Determinou, também, o bloqueio de todas as contas bancárias das companhias falidas, solicitando à Receita Federal as últimas declarações do imposto de renda e as declarações sobre as operações imobiliárias.
O pedido de recuperação judicial tramitava desde 2015 sem solução, com pedido de falência pelo Estado do Rio de Janeiro e, também, pelo Ministério Público Estadual, por meio do Grupo de Atuação Especializada e de Defesa da Integridade e Repressão à Sonegação Fiscal (Gaesf).
Na decisão, o juiz Arthur Ferreira aponta as irregularidades encontradas em operações policiais deflagradas contra as empresas comprovando que o negócio empreendido pela Refit e suas empresas coligadas (formalmente ou não) estava baseado em atos reiterados de sonegação fiscal e fraude fiscal estruturada.

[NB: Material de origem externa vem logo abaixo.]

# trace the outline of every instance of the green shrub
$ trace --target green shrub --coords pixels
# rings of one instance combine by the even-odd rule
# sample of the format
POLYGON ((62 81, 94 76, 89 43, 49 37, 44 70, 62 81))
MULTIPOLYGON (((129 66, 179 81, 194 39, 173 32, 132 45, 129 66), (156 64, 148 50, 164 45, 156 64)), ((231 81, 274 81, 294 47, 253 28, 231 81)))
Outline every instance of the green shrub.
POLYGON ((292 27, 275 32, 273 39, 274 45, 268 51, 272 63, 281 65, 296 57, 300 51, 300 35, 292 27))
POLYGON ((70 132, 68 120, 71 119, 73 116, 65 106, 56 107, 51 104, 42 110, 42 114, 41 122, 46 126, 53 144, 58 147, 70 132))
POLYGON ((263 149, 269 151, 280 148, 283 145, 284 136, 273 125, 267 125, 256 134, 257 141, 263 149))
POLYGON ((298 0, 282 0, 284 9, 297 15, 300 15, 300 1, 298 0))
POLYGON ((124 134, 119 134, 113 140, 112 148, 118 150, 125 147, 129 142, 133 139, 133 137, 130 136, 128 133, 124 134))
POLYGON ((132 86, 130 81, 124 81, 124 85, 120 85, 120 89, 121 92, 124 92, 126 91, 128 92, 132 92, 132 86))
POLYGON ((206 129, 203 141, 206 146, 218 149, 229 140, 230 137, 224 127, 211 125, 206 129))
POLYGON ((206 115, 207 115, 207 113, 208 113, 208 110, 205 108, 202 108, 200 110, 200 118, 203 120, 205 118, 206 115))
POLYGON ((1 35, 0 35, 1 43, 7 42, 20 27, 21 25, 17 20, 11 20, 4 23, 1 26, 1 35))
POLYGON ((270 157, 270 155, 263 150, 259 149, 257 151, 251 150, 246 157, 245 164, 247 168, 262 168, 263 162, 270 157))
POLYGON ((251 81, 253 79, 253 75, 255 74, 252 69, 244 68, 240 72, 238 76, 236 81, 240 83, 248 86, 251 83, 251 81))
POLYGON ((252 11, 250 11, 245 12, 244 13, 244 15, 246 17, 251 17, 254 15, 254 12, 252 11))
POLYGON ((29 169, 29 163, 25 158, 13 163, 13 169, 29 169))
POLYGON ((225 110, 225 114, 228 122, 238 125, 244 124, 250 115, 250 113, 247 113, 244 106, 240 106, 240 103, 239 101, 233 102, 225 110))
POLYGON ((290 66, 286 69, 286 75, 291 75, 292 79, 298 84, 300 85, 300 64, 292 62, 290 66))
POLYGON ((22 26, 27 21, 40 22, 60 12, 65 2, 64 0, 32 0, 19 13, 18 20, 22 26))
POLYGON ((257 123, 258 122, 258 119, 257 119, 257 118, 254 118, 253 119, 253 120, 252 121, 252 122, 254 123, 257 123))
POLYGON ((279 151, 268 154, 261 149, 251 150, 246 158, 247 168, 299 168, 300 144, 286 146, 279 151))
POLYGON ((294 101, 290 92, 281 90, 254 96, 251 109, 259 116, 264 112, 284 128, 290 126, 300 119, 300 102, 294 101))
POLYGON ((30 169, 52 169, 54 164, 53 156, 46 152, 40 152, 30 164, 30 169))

As empresas mantinham uma dívida em tributos com o Estado do Rio de Janeiro e vinham se negando a pagar. Inicialmente, obtiveram medida judicial que as autorizava ao parcelamento da dívida com o Estado e que foi cassada pelo Superior Tribunal de Justiça (STJ).
O juiz ressalta que a falta de pagamento da arrecadação tributária compromete a capacidade de arrecadação do Estado.